Il dominio del brano, che il giovane artista aveva presentato con la consapevolezza di chi punta tutto sulla capacità di penetrazione del ritornello e su un testo graffiante, appare in tutta la sua evidenza scorrendo i dati aggregati: “Ossessione” schiaccia al secondo posto proprio il vincitore della kermesse, Sal Da Vinci, mentre sul terzo gradino del podio si insedia un altro napoletano, Sayf, con “Tu mi piaci tanto”. La top ten, del resto, è una fotografia eloquente del momento, con Ditonellapiaga, Fedez in coppia con Marco Masini e Fulminacci a completare una graduatoria che vede la presenza massiccia dei brani in gara, i quali occupano ben ventinove delle prime trenta posizioni della classifica generale dei singoli. Un dato, quest’ultimo, che certifica come il traino del Festival, nonostante le polemiche seguite alla proclamazione, rimanga un motore inesauribile per l’industria discografica, capace di creare un solco profondo tra la musica uscita dalla manifestazione e tutto il resto del panorama musicale.
La scalata di Samurai Jay, in realtà, era già iniziata nei giorni immediatamente successivi all’esibizione all’Ariston, quando i dati delle singole piattaforme di streaming avevano cominciato a mostrare una tendenza in controtendenza rispetto all’esito del televoto. Se durante le prime serate il duetto tra Masini e Fedez sembrava tenere banco, col passare delle ore è stata la traccia del classe ’97 a prendere il sopravvento, superando quota 7,6 milioni di stream complessivi su Spotify e accumulando un vantaggio incolmabile rispetto agli inseguitori. La classifica FIMI, che arriva a certificare questi numeri ufficialmente a distanza di sette giorni, non fa quindi che rendere definitivo un sorpasso che il pubblico delle piattaforme on demand aveva già decretato nei fatti, dimostrando ancora una volta come il meccanismo di voto della manifestazione e i reali gusti di chi ascolta musica in modo reiterato seguano spesso strade divergenti.
Parallelamente al trionfo nei singoli, la graduatoria degli album evidenzia un aspetto altrettanto interessante, ovvero la difficoltà dei Big di Sanremo di tradurre la visibilità in vendite di lungo periodo per i loro progetti discografici. La compilation ufficiale del Festival, tradizionale cavallo di battaglia delle vendite primaverili, si ferma quest’anno alla sesta posizione, scavalcata da lavori di tutt’altro genere come il nuovo disco di Kid Yugi o quello di Geolier, che confermano la presa della scena rap e urban sul pubblico abituale dei negozi di dischi.
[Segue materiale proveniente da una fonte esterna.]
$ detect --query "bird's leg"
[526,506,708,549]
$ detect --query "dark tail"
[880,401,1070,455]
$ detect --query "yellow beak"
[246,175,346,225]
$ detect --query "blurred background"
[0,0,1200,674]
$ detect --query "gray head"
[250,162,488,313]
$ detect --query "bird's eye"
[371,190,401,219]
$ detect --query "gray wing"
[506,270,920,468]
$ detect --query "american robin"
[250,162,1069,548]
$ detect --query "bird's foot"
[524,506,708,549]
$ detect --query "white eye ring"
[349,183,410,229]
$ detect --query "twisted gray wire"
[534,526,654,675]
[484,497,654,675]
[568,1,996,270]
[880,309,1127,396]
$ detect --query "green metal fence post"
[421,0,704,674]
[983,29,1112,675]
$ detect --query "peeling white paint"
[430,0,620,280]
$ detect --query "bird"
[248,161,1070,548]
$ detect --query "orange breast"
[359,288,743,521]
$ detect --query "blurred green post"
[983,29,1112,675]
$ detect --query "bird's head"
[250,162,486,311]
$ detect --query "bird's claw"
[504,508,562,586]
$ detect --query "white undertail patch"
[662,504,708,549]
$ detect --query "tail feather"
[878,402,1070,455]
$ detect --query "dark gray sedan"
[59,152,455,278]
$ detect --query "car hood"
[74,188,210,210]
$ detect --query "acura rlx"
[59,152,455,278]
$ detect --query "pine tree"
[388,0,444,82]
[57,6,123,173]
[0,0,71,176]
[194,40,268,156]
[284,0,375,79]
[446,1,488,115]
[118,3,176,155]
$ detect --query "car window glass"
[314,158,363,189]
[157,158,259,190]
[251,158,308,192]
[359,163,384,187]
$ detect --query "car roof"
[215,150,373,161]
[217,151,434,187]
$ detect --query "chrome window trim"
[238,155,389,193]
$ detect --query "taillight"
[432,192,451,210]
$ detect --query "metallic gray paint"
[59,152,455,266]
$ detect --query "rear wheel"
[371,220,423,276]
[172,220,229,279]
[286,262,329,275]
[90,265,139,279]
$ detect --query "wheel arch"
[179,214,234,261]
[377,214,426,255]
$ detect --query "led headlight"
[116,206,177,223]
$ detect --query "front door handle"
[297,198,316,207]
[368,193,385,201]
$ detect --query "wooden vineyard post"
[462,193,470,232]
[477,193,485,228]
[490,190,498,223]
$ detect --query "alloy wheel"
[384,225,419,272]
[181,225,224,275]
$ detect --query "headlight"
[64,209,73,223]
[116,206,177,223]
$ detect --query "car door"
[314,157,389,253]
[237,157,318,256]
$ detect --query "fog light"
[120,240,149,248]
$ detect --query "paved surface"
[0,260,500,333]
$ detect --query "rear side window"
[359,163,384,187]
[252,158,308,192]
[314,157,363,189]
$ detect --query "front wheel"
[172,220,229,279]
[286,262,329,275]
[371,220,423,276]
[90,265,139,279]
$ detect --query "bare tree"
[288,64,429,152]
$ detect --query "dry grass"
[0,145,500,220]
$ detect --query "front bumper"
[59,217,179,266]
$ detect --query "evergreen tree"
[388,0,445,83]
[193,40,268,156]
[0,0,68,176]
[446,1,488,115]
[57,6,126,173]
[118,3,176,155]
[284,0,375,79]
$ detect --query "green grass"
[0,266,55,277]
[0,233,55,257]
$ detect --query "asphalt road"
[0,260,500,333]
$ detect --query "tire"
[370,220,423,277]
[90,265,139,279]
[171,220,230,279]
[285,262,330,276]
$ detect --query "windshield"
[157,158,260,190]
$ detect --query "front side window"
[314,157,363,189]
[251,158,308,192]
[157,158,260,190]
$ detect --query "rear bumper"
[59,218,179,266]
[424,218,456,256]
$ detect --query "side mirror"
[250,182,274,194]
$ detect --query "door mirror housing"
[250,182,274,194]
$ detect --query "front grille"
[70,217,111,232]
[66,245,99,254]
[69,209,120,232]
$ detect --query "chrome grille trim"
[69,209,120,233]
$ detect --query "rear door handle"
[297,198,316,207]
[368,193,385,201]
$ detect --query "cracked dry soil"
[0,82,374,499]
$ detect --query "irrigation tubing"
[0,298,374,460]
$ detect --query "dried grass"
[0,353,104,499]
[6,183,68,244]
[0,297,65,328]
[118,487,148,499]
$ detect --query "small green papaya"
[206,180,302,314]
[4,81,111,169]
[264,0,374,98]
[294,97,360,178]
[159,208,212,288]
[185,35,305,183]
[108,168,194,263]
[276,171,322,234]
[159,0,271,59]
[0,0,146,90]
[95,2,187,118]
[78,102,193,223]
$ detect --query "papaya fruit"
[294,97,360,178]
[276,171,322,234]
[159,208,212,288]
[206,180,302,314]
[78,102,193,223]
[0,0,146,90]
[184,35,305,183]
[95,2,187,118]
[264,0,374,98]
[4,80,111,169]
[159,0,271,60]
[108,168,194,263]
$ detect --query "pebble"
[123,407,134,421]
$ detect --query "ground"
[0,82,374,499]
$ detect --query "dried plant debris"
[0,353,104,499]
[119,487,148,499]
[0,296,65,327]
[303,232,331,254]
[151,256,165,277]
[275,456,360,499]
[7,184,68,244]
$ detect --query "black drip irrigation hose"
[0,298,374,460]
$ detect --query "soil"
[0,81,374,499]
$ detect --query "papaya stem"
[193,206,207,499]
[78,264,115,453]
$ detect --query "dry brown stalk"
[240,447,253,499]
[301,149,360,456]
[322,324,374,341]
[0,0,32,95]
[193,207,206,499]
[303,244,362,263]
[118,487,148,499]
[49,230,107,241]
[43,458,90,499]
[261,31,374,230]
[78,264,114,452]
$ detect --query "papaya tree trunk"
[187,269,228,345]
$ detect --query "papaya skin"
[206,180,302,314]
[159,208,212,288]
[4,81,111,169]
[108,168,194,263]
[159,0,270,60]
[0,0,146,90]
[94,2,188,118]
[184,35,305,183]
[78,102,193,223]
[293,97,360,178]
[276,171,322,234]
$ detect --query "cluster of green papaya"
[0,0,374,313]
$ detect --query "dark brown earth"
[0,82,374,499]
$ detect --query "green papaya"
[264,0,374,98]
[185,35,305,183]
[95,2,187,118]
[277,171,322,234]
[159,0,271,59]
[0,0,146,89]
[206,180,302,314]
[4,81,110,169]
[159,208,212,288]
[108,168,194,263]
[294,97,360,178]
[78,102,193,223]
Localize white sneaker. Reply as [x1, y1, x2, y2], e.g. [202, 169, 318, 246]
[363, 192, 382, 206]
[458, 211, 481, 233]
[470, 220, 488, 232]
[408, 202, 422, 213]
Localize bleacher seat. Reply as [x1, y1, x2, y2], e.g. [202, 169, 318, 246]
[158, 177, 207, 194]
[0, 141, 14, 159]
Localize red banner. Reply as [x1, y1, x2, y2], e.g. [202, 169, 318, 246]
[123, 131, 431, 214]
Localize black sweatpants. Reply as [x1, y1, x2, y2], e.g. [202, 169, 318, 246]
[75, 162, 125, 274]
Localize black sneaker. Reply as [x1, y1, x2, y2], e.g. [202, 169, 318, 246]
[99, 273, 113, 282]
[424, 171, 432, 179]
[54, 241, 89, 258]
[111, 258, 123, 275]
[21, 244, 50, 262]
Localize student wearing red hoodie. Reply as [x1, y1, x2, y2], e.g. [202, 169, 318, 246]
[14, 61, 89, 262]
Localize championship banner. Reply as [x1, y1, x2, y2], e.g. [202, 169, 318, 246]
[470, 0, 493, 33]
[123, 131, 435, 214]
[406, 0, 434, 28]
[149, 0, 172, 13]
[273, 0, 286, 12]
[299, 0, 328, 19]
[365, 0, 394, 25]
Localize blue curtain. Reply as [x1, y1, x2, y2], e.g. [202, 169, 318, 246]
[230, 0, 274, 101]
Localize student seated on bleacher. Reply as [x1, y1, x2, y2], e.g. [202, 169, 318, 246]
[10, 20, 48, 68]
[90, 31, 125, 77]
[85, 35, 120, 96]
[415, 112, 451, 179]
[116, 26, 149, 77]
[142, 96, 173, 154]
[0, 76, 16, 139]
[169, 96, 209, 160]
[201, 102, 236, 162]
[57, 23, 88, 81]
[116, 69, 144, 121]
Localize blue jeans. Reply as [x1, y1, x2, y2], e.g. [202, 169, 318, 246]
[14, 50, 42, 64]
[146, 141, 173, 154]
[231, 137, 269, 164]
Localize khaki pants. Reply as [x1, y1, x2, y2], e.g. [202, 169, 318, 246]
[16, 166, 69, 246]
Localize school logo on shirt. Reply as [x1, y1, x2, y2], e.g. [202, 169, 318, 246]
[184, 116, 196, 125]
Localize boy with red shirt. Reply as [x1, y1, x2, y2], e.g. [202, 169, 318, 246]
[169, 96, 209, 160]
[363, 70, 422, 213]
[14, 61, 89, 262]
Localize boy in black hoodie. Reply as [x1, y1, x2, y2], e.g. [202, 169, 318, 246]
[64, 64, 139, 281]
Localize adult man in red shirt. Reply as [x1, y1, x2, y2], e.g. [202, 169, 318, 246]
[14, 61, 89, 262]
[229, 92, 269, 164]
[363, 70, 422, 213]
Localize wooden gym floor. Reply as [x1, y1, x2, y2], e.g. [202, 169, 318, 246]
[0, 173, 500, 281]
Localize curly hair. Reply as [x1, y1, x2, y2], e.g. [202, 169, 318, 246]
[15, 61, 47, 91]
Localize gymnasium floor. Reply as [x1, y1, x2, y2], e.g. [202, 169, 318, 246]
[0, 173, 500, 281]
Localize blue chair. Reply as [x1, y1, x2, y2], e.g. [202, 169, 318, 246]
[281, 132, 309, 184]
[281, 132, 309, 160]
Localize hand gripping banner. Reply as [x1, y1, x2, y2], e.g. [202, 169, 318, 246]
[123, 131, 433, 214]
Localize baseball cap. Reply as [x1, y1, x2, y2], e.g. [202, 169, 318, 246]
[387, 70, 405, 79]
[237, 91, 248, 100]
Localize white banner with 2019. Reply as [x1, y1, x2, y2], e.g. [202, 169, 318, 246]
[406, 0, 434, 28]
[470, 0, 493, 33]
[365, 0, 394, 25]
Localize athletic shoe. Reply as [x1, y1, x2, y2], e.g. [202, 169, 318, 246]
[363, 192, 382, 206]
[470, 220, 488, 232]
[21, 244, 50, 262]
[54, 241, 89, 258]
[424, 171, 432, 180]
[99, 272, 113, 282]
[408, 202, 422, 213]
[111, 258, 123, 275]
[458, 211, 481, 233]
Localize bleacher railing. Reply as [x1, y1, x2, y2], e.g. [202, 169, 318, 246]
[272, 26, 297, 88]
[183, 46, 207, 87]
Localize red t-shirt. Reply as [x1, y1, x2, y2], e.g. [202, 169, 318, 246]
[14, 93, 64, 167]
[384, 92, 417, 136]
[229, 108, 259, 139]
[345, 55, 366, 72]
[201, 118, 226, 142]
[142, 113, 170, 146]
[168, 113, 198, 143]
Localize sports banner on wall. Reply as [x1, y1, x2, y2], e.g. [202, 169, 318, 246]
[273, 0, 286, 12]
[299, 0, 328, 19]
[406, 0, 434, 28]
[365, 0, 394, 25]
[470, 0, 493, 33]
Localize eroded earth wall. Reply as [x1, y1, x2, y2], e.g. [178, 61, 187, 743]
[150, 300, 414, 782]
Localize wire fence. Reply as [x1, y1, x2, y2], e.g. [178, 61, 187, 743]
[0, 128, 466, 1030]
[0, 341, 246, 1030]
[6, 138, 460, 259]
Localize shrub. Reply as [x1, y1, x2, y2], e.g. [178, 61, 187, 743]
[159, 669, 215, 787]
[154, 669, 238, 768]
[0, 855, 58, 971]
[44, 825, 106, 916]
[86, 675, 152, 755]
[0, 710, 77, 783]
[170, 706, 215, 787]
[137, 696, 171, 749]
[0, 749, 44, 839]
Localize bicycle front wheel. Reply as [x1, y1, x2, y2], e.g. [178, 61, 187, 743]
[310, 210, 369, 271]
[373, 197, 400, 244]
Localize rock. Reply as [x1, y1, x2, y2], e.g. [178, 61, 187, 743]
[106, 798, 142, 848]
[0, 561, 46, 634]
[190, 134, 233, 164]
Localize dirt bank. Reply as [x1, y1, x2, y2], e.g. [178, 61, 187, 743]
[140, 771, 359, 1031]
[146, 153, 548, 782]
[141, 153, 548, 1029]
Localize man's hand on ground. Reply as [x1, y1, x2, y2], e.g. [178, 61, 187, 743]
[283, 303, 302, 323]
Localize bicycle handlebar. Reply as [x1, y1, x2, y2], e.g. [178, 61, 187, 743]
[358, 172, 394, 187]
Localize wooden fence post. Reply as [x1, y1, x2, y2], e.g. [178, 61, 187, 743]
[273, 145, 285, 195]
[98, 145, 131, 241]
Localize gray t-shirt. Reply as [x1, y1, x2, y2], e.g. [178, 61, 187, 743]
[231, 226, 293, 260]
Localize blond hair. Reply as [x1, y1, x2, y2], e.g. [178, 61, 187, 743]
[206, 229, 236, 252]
Tra i cantanti scesi in gara all’Ariston, solo Ermal Meta con “Funzioni vitali” e Tredici Pietro riescono a entrare nella top ten della classifica album, lasciando intendere che la magia del Festival, per quanto potente, non sempre si trasforma in acquisto del disco fisico, ma sempre più spesso si esaurisce nel consumo immediato e frammentato dello streaming.